Monday, February 07, 2005

a ramble and a half.

so, i took acid for the first time this weekend. i've kind of gotten away from the psychedelics lately, cos my total lack of a belief system kind of turns on me when reality is falling apart in front of me. but, i'd never done it, so i figured i had to at least once. never would have thought that two little squares of paper could have messed with my brain so much. if i had to describe the experience in a sentence, i'd say that it was 24 hours strapped into the freakiest ride you can imagine with all your existential dilemmas and buried neuroses. and i'm saying literally twenty-four hours. i took the hits at 2pm on saturday, and i was debilitated until well past 2pm on sunday. sleep was a distant memory, as was coherent thought. in any case, i thought i'd write a little bit about some of the thoughts that i had whilst tripping. these are nowhere near as revelatory as they were while tripping, but interesting thoughts in any case.

one of the most comforting things to me whilst freaking out in the face of my metaphysical angst was playing music. which led me to some conclusions about music. one said conclusion was that music's power has to be tied in some way to being and time. i'm not a huge heidegger fan, but i think that music is on a very primordial level tied up with those two concepts. first, it's a means of being. i had the strongest conviction whilst playing this shitty little keyboard that sound truly is a means by which we can be in a different, non-physical dimension. it's a way to escape simple physical being into a more abstract, 'sonic' being. and second, it's fundamentally tied up with time. obviously, rhythm is central to music. music is a reminder of the passage of time, and as it happens, it's eternally past. so is all of our reality, but music works in a way that reality doesn't. the rules of harmony mean that music forms patterns which we can easily feel, hear, and respond to. it's like aristotle's distinction between poetry and history; history, ergo reality is chaotic and seemingly without form. yet by organic development poetry picks out aspects of history in order to show causality, and draws out the form which is inherent in reality.

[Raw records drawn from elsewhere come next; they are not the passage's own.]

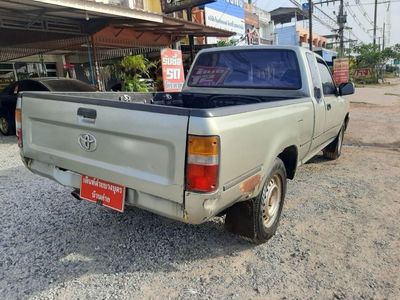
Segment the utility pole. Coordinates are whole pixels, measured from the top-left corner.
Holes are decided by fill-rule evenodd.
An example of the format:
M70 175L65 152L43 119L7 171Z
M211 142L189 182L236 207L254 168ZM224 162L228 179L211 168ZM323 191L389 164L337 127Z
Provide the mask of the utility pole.
M312 51L312 11L313 11L312 0L308 0L308 44L310 46L310 51Z
M186 10L188 21L190 22L193 21L192 9L193 7L191 6ZM192 34L189 34L189 51L190 51L190 63L193 63L195 53L194 53L194 37Z
M378 0L375 0L375 10L374 10L374 48L376 46L376 18L378 11Z
M344 25L346 24L346 15L344 14L343 0L340 0L339 15L337 17L339 25L339 57L344 57Z

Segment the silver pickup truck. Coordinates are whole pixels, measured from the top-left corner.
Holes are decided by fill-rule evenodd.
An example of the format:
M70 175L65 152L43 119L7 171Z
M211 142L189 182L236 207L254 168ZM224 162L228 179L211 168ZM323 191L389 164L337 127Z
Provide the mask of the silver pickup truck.
M16 129L26 167L77 199L192 224L226 215L262 243L287 178L320 151L340 156L353 92L300 47L216 48L181 93L23 93Z

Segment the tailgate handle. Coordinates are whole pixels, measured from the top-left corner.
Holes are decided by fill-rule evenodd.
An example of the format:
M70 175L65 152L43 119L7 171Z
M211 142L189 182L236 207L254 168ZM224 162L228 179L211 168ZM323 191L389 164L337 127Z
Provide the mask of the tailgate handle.
M97 111L95 109L79 107L78 116L82 117L83 120L94 122L97 118Z

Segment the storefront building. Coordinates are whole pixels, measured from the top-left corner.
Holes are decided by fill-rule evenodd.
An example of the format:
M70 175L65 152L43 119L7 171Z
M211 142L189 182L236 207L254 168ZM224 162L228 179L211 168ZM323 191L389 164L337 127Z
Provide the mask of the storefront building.
M102 61L159 53L190 34L232 35L163 15L161 1L0 0L0 88L29 77L77 76L104 89Z
M204 7L205 24L214 28L220 28L235 32L233 39L245 38L245 12L243 0L217 0ZM219 39L207 38L208 44L216 44Z

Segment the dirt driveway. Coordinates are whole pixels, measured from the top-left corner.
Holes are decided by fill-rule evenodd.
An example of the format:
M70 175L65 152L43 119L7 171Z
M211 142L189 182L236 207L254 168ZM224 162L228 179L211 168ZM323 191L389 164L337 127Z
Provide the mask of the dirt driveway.
M342 157L299 169L260 246L220 218L190 226L74 201L0 137L0 298L400 299L400 86L351 100Z

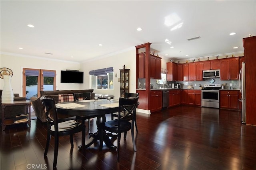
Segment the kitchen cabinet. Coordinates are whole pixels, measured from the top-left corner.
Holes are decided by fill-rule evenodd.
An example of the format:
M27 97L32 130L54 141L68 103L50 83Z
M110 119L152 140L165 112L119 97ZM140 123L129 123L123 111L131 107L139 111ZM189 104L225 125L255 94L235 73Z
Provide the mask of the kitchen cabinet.
M177 81L177 65L175 63L169 62L166 63L166 79L168 81Z
M244 57L239 57L239 70L242 68L242 64L243 63L243 62L245 62L244 61ZM239 71L240 72L240 71Z
M187 103L201 106L201 90L187 90Z
M130 69L119 69L120 70L120 96L124 97L124 93L129 93Z
M153 55L150 55L150 77L153 79L161 79L162 58Z
M255 85L256 84L256 36L243 39L245 61L245 89L246 96L246 123L256 125L256 105L255 105Z
M177 64L177 81L183 81L183 66L182 64Z
M238 80L239 75L239 57L220 60L220 80Z
M139 79L144 78L145 74L145 55L144 52L138 54L138 65Z
M183 77L183 81L188 81L188 63L182 64L182 75Z
M188 90L182 90L181 91L181 100L182 104L187 104L188 103Z
M203 80L202 63L190 63L188 64L188 80L198 81Z
M169 91L169 107L180 105L180 90L171 90Z
M219 60L202 62L202 70L216 70L220 69L220 62Z
M239 92L238 90L220 91L220 108L238 109Z
M163 92L162 90L150 91L150 112L153 112L162 109Z

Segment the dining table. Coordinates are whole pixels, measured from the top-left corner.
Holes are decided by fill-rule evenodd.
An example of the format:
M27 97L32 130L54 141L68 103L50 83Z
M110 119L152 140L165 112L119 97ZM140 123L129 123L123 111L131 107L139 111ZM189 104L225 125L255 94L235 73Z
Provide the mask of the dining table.
M106 121L106 115L118 112L118 99L98 99L63 102L56 104L56 107L59 114L97 117L97 131L90 135L88 141L86 142L86 148L100 140L100 150L102 149L103 142L110 149L116 149L116 146L111 142L102 126L104 126Z

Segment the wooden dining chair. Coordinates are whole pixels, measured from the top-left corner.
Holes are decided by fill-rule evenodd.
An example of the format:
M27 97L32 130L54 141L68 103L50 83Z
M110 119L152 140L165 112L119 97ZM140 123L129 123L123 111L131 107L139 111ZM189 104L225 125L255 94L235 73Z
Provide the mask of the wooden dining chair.
M51 136L54 136L54 153L53 167L55 168L57 166L59 137L69 135L70 144L73 146L73 134L82 132L81 149L82 150L85 148L85 125L73 120L59 123L54 99L46 99L44 96L42 96L40 100L45 110L47 123L47 139L44 156L46 156L47 155Z
M84 100L90 100L91 99L91 93L74 93L74 97L75 101ZM90 119L93 118L95 117L88 117L84 116L76 116L76 121L78 121L78 120L80 120L82 123L85 125L85 120L88 120L88 130L89 134L90 134Z
M124 98L128 99L135 98L139 96L139 93L124 93ZM111 113L111 120L114 119L114 117L118 117L118 113ZM132 120L132 117L130 116L127 116L126 118L127 120ZM135 128L136 128L136 132L138 132L138 127L137 127L137 122L136 121L136 117L134 118L134 125L135 125Z
M118 115L117 119L105 122L103 129L110 133L117 134L117 161L119 162L119 152L120 150L120 140L121 133L127 132L131 130L132 139L134 151L137 151L134 134L134 124L135 117L136 116L136 109L138 105L138 100L139 96L134 98L119 98ZM121 113L124 113L122 115ZM126 119L127 117L131 116L132 122ZM124 138L126 135L124 135Z

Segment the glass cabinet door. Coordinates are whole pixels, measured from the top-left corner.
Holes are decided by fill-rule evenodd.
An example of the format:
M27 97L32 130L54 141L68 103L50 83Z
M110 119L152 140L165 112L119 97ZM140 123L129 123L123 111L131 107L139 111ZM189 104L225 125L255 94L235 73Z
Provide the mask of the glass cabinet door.
M120 97L124 97L125 93L129 93L129 80L130 69L120 69Z

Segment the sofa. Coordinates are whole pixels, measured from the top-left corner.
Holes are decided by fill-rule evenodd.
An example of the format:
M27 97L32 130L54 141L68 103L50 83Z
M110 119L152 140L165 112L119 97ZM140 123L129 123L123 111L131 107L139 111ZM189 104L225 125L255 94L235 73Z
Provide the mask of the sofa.
M2 90L0 90L0 104L2 104ZM26 101L26 97L20 97L18 93L14 93L14 101ZM0 111L2 111L2 105L0 104ZM28 107L26 105L7 106L4 109L5 119L14 118L18 115L28 113Z
M40 120L42 122L46 122L46 117L45 115L45 112L44 109L42 102L40 100L40 97L41 96L44 96L46 98L53 98L54 99L55 103L59 103L59 94L73 94L74 93L86 92L90 92L91 93L92 93L93 91L93 89L41 91L40 91L40 97L32 97L30 98L30 99L38 120ZM67 116L63 115L58 115L58 117L60 119L63 119L66 118Z

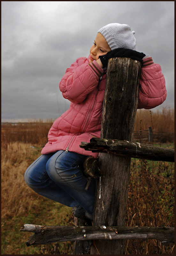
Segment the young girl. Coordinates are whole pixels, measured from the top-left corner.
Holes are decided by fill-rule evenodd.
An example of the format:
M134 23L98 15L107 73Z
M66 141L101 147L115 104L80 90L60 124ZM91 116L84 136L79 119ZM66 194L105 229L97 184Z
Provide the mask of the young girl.
M99 138L108 60L127 57L142 63L138 108L150 109L165 100L165 80L160 65L135 50L134 31L128 25L111 23L98 32L88 58L82 57L68 68L59 84L68 110L54 122L42 155L26 170L25 180L37 193L70 207L75 217L85 215L93 220L96 180L87 190L87 180L81 165L88 156L98 154L79 147Z

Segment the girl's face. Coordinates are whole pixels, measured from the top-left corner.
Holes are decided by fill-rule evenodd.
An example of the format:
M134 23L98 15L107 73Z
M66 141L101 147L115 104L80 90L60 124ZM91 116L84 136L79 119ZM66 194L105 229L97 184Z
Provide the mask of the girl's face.
M111 51L106 39L101 34L98 33L94 44L90 48L90 63L95 60L97 60L101 55L106 54L108 52Z

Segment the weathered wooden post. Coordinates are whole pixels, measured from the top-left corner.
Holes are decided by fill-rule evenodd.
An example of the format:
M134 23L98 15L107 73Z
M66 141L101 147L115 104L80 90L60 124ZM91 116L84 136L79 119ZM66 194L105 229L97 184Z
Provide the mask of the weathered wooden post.
M109 61L101 138L132 141L138 105L140 62L128 58ZM131 158L101 153L95 226L124 225ZM111 239L111 237L110 238ZM91 254L123 254L124 240L96 240Z
M149 136L148 140L149 142L153 141L153 131L151 126L149 127Z

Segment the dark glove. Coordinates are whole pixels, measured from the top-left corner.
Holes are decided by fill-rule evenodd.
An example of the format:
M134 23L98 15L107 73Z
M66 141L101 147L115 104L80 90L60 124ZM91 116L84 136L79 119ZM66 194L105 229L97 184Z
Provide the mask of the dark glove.
M142 62L142 59L145 56L143 52L139 52L134 50L126 49L125 48L118 48L110 52L108 52L105 55L99 56L99 58L103 64L103 67L107 67L109 60L115 57L126 57L137 60L141 62Z

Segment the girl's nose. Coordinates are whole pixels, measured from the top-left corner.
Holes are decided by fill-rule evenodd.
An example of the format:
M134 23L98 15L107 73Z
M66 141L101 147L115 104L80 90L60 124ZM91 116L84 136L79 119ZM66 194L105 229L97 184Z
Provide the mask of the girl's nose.
M96 55L96 51L95 51L95 49L93 49L92 51L91 51L91 53L93 55Z

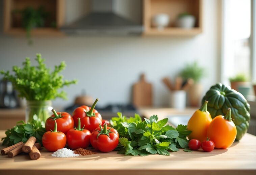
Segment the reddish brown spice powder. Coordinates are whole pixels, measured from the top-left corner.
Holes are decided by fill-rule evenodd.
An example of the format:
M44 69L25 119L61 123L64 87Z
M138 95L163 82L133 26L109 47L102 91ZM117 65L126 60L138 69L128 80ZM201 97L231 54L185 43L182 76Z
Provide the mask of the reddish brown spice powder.
M78 148L74 150L74 153L77 154L80 154L81 155L88 155L96 154L95 152L92 151L88 149L85 149L83 148Z

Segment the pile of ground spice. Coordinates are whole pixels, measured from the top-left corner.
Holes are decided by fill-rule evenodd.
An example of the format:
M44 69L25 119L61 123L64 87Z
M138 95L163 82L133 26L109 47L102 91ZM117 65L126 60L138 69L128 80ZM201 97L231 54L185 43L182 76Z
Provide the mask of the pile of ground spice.
M78 148L74 150L75 154L80 154L81 155L88 155L96 154L95 152L92 151L88 149L84 149L83 148Z

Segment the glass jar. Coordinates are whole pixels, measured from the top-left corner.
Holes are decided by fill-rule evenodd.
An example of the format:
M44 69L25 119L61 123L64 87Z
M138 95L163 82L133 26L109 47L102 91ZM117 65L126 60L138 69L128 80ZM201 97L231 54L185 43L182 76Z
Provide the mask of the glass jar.
M34 114L36 114L38 118L41 119L41 121L45 122L47 118L51 115L52 109L52 101L50 100L27 101L25 118L26 122L32 121L33 116Z

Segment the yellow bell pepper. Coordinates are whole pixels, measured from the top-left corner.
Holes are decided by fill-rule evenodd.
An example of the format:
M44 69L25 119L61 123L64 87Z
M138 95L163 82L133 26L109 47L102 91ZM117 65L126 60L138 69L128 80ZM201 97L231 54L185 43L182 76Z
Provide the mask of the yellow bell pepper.
M212 120L207 111L208 101L205 101L200 109L197 110L187 123L187 129L192 131L188 137L189 140L198 139L202 142L206 139L207 129Z

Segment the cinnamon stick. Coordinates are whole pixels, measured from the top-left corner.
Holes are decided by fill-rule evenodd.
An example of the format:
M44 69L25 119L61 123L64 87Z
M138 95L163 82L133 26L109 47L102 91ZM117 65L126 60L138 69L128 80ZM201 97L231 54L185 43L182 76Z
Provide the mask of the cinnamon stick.
M18 155L22 152L22 146L24 145L24 143L19 145L18 146L9 152L7 154L8 157L13 157L15 156Z
M29 157L32 160L36 160L41 156L41 153L35 145L35 144L33 145L32 149L28 153L29 154ZM41 147L41 146L40 146L40 147Z
M188 79L187 80L186 84L182 87L182 90L186 90L194 83L194 81L191 79Z
M16 143L15 145L12 145L10 146L9 146L9 147L7 147L7 148L4 148L1 150L1 153L2 154L2 155L6 155L9 152L14 149L14 148L17 148L19 146L23 144L23 142L20 142L18 143Z
M33 136L30 137L22 147L22 151L25 152L30 152L36 141L36 139L35 137Z
M167 78L165 78L163 79L162 81L166 85L170 91L172 91L173 90L172 83Z
M39 150L40 150L41 149L42 149L42 147L41 147L41 144L39 143L35 143L34 145L36 147L36 148Z

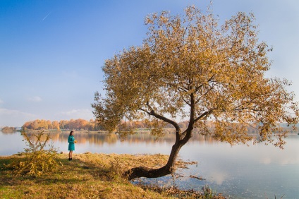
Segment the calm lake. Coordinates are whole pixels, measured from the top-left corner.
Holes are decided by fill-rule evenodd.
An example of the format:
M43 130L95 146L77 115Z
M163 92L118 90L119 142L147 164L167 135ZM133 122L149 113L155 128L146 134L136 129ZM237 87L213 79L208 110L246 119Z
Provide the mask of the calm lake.
M68 151L68 132L51 133L54 147ZM121 140L118 135L78 133L75 153L166 154L174 143L174 134L155 138L140 133ZM0 131L0 155L11 155L25 147L20 132ZM235 145L197 134L182 147L179 155L185 161L197 164L178 169L173 176L144 179L161 186L178 186L181 188L200 190L208 185L229 198L299 198L299 135L290 135L284 150L263 144ZM67 158L67 155L66 155ZM145 165L146 166L146 165ZM204 180L190 178L201 177Z

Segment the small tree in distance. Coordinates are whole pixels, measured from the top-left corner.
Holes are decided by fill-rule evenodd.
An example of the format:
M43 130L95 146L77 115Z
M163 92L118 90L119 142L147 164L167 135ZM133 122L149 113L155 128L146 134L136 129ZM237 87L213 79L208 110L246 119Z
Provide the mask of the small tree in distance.
M279 123L298 121L298 103L286 89L291 83L264 76L271 49L258 41L253 14L238 13L219 25L209 11L189 6L183 16L149 16L143 44L105 61L106 96L97 92L92 106L106 130L115 131L123 118L145 116L176 128L167 164L132 168L129 179L171 174L195 128L231 145L254 139L282 147L287 132ZM183 131L174 120L180 116L189 121ZM257 137L248 133L248 126L257 126Z

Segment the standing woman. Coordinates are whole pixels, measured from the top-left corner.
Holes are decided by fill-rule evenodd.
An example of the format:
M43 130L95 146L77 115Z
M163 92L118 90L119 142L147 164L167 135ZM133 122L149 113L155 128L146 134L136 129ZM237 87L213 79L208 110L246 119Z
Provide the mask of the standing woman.
M75 150L75 138L74 138L74 132L72 131L70 132L70 135L68 135L68 150L70 152L68 153L68 160L72 160L73 151Z

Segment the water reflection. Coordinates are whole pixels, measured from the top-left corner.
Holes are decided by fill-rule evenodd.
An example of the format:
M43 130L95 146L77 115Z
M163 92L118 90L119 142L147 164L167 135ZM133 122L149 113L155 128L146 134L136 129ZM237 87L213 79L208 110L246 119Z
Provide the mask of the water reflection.
M69 132L51 132L55 147L67 152ZM123 141L117 134L78 133L75 153L87 151L104 153L169 154L175 135L163 138L148 133L130 135ZM0 131L0 155L22 151L25 144L19 132L4 134ZM263 144L235 145L218 143L211 138L195 134L182 147L179 155L184 160L197 161L197 164L178 171L182 178L171 176L157 179L164 183L175 183L182 188L200 190L208 184L230 198L298 198L299 135L290 135L284 150ZM190 178L201 176L205 181Z

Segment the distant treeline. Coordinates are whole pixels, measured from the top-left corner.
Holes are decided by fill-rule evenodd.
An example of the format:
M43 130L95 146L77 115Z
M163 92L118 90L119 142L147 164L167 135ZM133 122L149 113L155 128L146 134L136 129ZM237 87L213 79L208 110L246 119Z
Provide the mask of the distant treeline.
M23 130L85 130L85 131L100 131L100 125L93 119L87 121L82 119L61 120L51 121L49 120L36 119L35 121L27 121L22 126Z
M4 133L11 133L11 132L17 131L18 130L16 129L16 127L5 126L2 128L1 131L2 132L4 132Z
M188 121L181 121L178 123L178 126L181 128L188 128L189 123ZM207 122L208 128L213 128L213 122L207 121ZM150 121L148 120L144 121L122 121L121 123L118 125L118 130L126 130L127 128L151 128L153 126L157 126L154 124L154 121ZM169 123L159 123L158 125L162 128L173 128L173 126ZM297 125L298 126L298 125ZM285 129L287 129L290 133L295 132L298 130L294 131L292 127L288 126L286 124L281 124L281 126ZM297 126L298 127L298 126ZM6 127L6 130L13 131L11 129L12 127ZM248 132L249 133L258 133L257 126L248 126ZM68 120L61 120L51 121L49 120L39 120L36 119L32 121L28 121L22 126L23 130L81 130L81 131L104 131L104 129L101 126L100 123L96 122L93 119L87 121L82 119L71 119ZM13 129L14 130L14 129ZM4 130L2 130L4 131ZM16 131L16 130L15 130Z

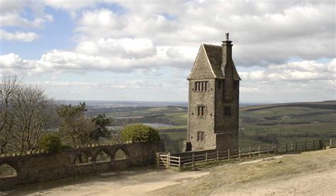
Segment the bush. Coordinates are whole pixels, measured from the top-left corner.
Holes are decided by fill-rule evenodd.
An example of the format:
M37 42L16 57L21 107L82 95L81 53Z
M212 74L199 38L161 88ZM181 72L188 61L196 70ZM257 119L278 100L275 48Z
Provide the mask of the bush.
M142 124L130 125L123 130L121 137L124 141L152 142L159 140L159 132L152 127Z
M46 134L39 142L39 146L47 153L57 152L62 149L62 142L60 137L54 134Z

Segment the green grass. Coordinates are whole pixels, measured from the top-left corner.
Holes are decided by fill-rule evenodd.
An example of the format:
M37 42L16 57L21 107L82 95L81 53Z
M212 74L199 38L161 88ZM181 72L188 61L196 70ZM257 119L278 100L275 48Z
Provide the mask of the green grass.
M170 149L181 150L183 140L186 137L187 109L181 107L157 107L128 108L118 111L113 117L142 117L140 122L157 122L174 125L158 127L160 135L172 140ZM148 120L148 122L147 122ZM303 124L305 123L305 124ZM240 112L239 145L241 147L267 145L273 140L262 139L271 136L279 142L308 142L329 139L336 141L336 110L306 107L278 107L258 110ZM254 136L254 137L253 137ZM255 137L258 136L258 137Z
M188 122L188 114L185 113L165 113L163 118L168 119L175 125L186 125Z

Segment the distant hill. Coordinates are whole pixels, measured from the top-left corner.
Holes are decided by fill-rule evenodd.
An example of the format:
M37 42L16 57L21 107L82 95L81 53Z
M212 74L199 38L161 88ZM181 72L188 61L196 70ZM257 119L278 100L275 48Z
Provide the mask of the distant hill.
M299 102L260 105L255 106L240 107L240 111L254 111L279 107L305 107L336 110L336 100L325 100L320 102Z

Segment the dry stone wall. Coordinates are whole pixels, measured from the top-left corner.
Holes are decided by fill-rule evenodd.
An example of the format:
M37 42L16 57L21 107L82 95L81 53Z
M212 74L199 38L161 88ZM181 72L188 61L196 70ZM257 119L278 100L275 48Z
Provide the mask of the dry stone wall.
M117 151L125 153L125 158L115 159ZM78 147L53 154L32 154L0 157L0 166L8 164L16 171L16 176L0 178L0 190L10 190L18 185L45 182L72 175L122 170L131 166L145 166L154 162L156 152L164 151L163 142L130 143L94 145ZM103 151L110 160L96 161L97 154ZM78 163L79 155L88 161Z

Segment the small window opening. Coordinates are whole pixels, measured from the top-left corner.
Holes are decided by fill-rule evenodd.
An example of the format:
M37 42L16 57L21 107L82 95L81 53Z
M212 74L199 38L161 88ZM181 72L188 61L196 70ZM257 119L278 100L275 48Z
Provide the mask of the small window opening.
M204 141L205 132L197 132L197 141Z
M74 163L76 165L89 163L89 158L85 154L81 153L76 157L76 159L74 160Z
M231 115L231 108L230 106L224 107L224 115L225 116Z
M122 149L118 149L114 155L114 160L126 159L126 154Z
M204 116L206 115L206 106L198 106L197 115L198 116Z
M98 154L97 156L96 157L96 162L103 162L103 161L111 161L111 157L104 151L100 151Z
M195 82L195 90L196 91L206 91L208 89L208 81Z

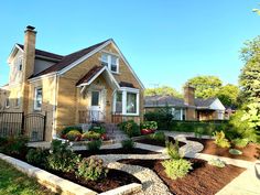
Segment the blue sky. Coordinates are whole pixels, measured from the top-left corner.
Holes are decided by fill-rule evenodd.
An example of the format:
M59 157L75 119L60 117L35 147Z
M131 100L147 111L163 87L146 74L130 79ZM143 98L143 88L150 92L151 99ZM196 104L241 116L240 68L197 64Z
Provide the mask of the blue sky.
M0 85L8 55L36 26L36 47L58 54L112 37L145 87L182 85L197 75L237 84L239 50L260 34L259 0L28 0L0 7Z

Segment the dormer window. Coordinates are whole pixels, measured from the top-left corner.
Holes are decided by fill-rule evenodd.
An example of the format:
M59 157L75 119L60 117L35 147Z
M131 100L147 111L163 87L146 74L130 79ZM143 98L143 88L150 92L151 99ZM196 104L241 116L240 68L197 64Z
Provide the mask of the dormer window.
M119 58L116 55L102 53L101 65L107 66L112 73L119 73Z
M19 69L20 72L22 71L22 59L19 61L18 69Z

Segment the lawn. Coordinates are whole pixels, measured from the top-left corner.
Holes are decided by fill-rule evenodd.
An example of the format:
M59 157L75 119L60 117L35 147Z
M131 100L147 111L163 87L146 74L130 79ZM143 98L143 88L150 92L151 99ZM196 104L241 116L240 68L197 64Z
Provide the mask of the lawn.
M53 194L41 186L35 180L28 177L12 165L0 160L0 195L42 195Z

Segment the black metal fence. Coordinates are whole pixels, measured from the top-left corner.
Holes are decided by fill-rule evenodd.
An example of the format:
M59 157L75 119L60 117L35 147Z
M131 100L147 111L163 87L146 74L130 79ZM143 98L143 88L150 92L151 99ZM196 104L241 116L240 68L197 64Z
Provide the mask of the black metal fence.
M0 112L0 137L24 134L30 141L45 140L46 116L41 113Z

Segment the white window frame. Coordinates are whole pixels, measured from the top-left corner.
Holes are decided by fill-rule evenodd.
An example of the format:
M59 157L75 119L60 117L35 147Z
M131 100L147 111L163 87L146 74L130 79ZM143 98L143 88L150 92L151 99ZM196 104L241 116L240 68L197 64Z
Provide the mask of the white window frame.
M119 91L122 93L122 116L139 116L139 111L140 111L140 91L139 89L136 88L129 88L129 87L121 87L119 89ZM136 113L128 113L127 112L127 94L131 93L131 94L136 94L137 95L137 112ZM113 97L113 109L112 111L116 112L116 101L117 101L117 93L115 93L115 97Z
M6 99L4 106L6 106L6 108L10 108L10 98L9 97Z
M22 69L23 69L23 56L18 57L17 68L18 68L19 72L22 72Z
M116 74L119 74L119 57L117 55L113 55L113 54L110 54L110 53L106 53L106 52L102 52L101 55L106 54L107 57L108 57L108 69L111 72L111 73L116 73ZM116 57L116 65L117 65L117 71L112 71L111 67L112 67L112 57ZM102 61L102 57L100 58L101 62ZM105 63L105 62L104 62Z
M41 107L37 107L37 90L42 89L42 104ZM43 105L43 88L41 87L35 87L34 88L34 102L33 102L33 109L36 111L41 111L42 110L42 105Z

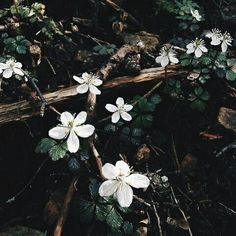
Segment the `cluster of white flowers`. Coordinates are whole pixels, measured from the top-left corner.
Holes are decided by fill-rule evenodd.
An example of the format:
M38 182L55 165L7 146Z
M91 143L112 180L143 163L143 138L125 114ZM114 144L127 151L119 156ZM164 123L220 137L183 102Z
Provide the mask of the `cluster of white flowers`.
M191 14L192 14L192 17L193 17L196 21L201 21L202 16L199 14L199 11L198 11L198 10L193 10L193 9L191 9L190 12L191 12Z
M176 58L176 51L171 45L164 45L160 50L160 56L156 58L156 63L161 64L162 67L166 67L169 63L177 64L179 62Z
M132 174L130 167L124 161L117 161L116 165L106 163L102 167L102 174L107 179L99 188L101 197L114 196L121 207L129 207L133 201L133 188L146 189L150 180L142 174Z
M217 46L221 44L221 51L226 52L228 46L232 46L231 43L233 41L230 33L227 31L224 34L221 33L219 29L212 29L206 33L206 37L211 39L211 45Z
M205 47L205 42L203 39L196 38L191 43L189 43L187 46L187 54L194 53L196 57L201 57L202 54L205 52L208 52L208 49Z
M16 62L13 59L9 59L6 63L0 63L0 74L2 74L3 78L9 79L12 75L20 75L23 76L24 72L21 69L22 64L20 62Z
M67 147L69 152L75 153L79 150L79 138L88 138L94 131L95 127L90 124L84 124L87 119L87 113L81 111L76 117L65 111L61 113L61 124L49 130L48 135L54 139L67 138Z
M74 75L73 78L80 84L76 88L77 93L83 94L89 91L90 93L96 95L101 94L101 91L97 88L97 86L102 85L102 80L100 80L98 76L85 72L82 74L82 77Z
M132 116L128 113L133 109L133 106L130 104L125 104L124 99L118 97L116 99L116 106L113 104L107 104L105 108L112 112L111 121L112 123L117 123L120 120L120 117L125 121L131 121Z

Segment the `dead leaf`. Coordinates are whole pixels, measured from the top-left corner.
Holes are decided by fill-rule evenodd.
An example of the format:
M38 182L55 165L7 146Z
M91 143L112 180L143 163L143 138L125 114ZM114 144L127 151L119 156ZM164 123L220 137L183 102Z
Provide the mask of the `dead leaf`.
M32 236L32 235L43 236L45 235L45 233L21 225L16 225L0 233L0 236Z
M195 176L195 168L197 165L197 158L188 153L180 164L180 169L183 172L187 172L191 176Z
M60 215L60 209L64 201L65 190L59 189L53 192L44 207L43 218L48 225L53 225Z
M215 140L215 139L221 139L222 136L219 134L211 134L208 133L207 131L202 131L199 133L199 135L204 138L204 139L208 139L208 140Z
M167 217L166 222L169 225L173 225L175 227L179 227L179 228L184 229L184 230L188 230L189 229L189 224L188 224L188 222L184 218L182 218L182 219L174 219L174 218L171 218L171 217Z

which got me to thinking about syncopation. said shitty keyboard had this function whereby it would play shitty rhythms and such, which was kind of fun. me and my roommate went off marching into the woods with instruments and playing for the trees and such, and i found out that by pushing a different button, i could make it do a little break-down, or drum fill, or whatever the hell you want to call it. this made me think again of the parallel between music and life. sober life marches along to the beat, but altered states of consciousness are pretty much the equivalent to a drum fill in the beat of life. the whole song can't be syncopated and offbeat, or else it'd just be a mishmash. but a song without the odd fill is boring as fuck. rhythmic variations are the embrace of kairos, whilst steady beats are the slaves of chronos. we can't succeed in life without some obedience to the march of chronos, but without our moments of kairos, we can't truly be alive.

playing music with people got me to thinking about conversation. i commented that "basically, everything that you can say on acid boils down to 'dude, if you were me, just then, it'd be awesome.'" that's really the hopelessness of language, isn't it. it's this effort to convey a state of being to another person, yet it's really only conveying words. the state of being doesnt follow the words, the words can only make a halfhearted stab at evoking that state of being. music, on the other hand, conveys a state of being relatively directly, at least compared to language. music is différance taken to its logical conclusion. while our actual perceptions of tones might differ, that really doesn't matter. as beethoven so aptly noted, it's not the notes that matter, it's the spaces between. a minor third, for example, sounds the same no matter what notes it's being played on. you might not be hearing the exact same sounds when you play music with another person, but you're hearing the same music. when i was really tripping, that realization messed with me to the point that i didn't particularly want to talk at times. but then as i came down, and i had lunch with my family that came to visit the next day (!!!!) i realized that the fallibility of language was no excuse not to try.

um, anyways, that was kind of rambly, cos my thoughts were rather obviously somewhat disjointed. it was some fun times. i had alot more things to say, but i got bored of writing them. so, that's all.

4 Comments:

At 11:39 a.m., Blogger alex said...

cam said you guys were in the woods for like 14 hours playing music for the trees by the brook.. FOURTEEN HOURS!?! holy shit.. v.impressive. <3

 
At 10:33 p.m., Blogger Nate said...

haha 14 hours that's insane, and those are quite some interesting thoughts to have while tripping out. The question is will you be doing acid again?

 
At 10:33 p.m., Blogger Nate said...

This comment has been removed by a blog administrator.

 
At 12:51 a.m., Blogger ali said...

oh, that sure is the question. i don't know, maybe. it didn't freak me out as much as mushrooms have started doing. but that's a long time to be awake and tripping. not huge on 24 hours without sleep, really.

i find that all psychedelic drugs take their toll on you. even if you avoid having a bad trip and enjoy the really high part, you always end up feeling tweaked by the end. at least, i do. i dunno. i have sketchy enough sleep patterns as it is, i don't enjoy screwing with them further.

yes, i'd probably do it again... but in a different situation probably. i'd love to drop acid at say, bonnaroo? shit.